Él intenta convencerla de que no haga nada de eso y, en vista de lo inútil de su esfuerzo, acaba derribándola de un puñetazo y encerrándola en el cuarto de baño, amordazada y atada con esparadrapo.

Quattermain ha elegido esta noche por la única razón de que es oscura. Lo es, y endemoniadamente: por las ventanas, ante las cuales ha estado esperando más de dos horas, ni siquiera distingue la primera línea de los árboles del parque, a treinta metros del edificio, ni tampoco ninguna silueta de centinela; se diría que están extrañamente ausentes esta noche.

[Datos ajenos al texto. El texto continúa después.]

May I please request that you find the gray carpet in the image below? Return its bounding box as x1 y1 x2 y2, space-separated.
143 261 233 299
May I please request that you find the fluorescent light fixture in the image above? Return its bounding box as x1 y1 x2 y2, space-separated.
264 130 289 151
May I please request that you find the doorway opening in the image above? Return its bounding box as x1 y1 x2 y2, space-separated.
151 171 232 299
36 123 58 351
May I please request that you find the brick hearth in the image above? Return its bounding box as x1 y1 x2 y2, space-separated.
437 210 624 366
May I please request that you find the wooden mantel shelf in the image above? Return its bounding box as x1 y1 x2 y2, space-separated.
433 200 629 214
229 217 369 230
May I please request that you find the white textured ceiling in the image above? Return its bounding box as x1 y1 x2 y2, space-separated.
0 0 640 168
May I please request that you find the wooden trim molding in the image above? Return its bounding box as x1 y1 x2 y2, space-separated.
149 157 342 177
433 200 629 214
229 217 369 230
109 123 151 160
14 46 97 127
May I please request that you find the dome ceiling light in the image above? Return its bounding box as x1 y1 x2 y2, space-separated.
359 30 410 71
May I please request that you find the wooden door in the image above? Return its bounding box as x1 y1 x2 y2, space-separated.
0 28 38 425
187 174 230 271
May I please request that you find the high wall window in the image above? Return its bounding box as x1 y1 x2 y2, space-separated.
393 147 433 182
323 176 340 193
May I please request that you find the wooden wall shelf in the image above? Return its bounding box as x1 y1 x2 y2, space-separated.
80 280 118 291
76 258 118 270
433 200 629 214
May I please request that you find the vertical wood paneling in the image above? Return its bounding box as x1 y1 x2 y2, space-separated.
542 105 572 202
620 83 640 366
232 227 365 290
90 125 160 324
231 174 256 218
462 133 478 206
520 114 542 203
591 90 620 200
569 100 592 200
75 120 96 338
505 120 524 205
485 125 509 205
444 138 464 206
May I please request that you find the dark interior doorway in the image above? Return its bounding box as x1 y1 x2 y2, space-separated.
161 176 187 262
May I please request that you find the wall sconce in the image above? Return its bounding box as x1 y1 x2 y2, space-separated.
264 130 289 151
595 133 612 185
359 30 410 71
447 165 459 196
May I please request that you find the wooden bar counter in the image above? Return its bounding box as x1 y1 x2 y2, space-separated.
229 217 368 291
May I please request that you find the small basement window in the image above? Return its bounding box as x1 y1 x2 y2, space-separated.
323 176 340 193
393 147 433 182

Es la una y cuarto de la madrugada cuando comienza su evasión propiamente dicha. La velada precedente ha sido normal: ha cenado hacia las siete y media, la mujer de servicio ha venido una hora más tarde a retirar la mesilla de ruedas, ha cargado él mismo el proyector y visto por segunda vez Las uvas de la ira, de Ford. Rosie se ha reunido con él hacia el final de la película; eran las once; media hora más tarde ha apagado las luces.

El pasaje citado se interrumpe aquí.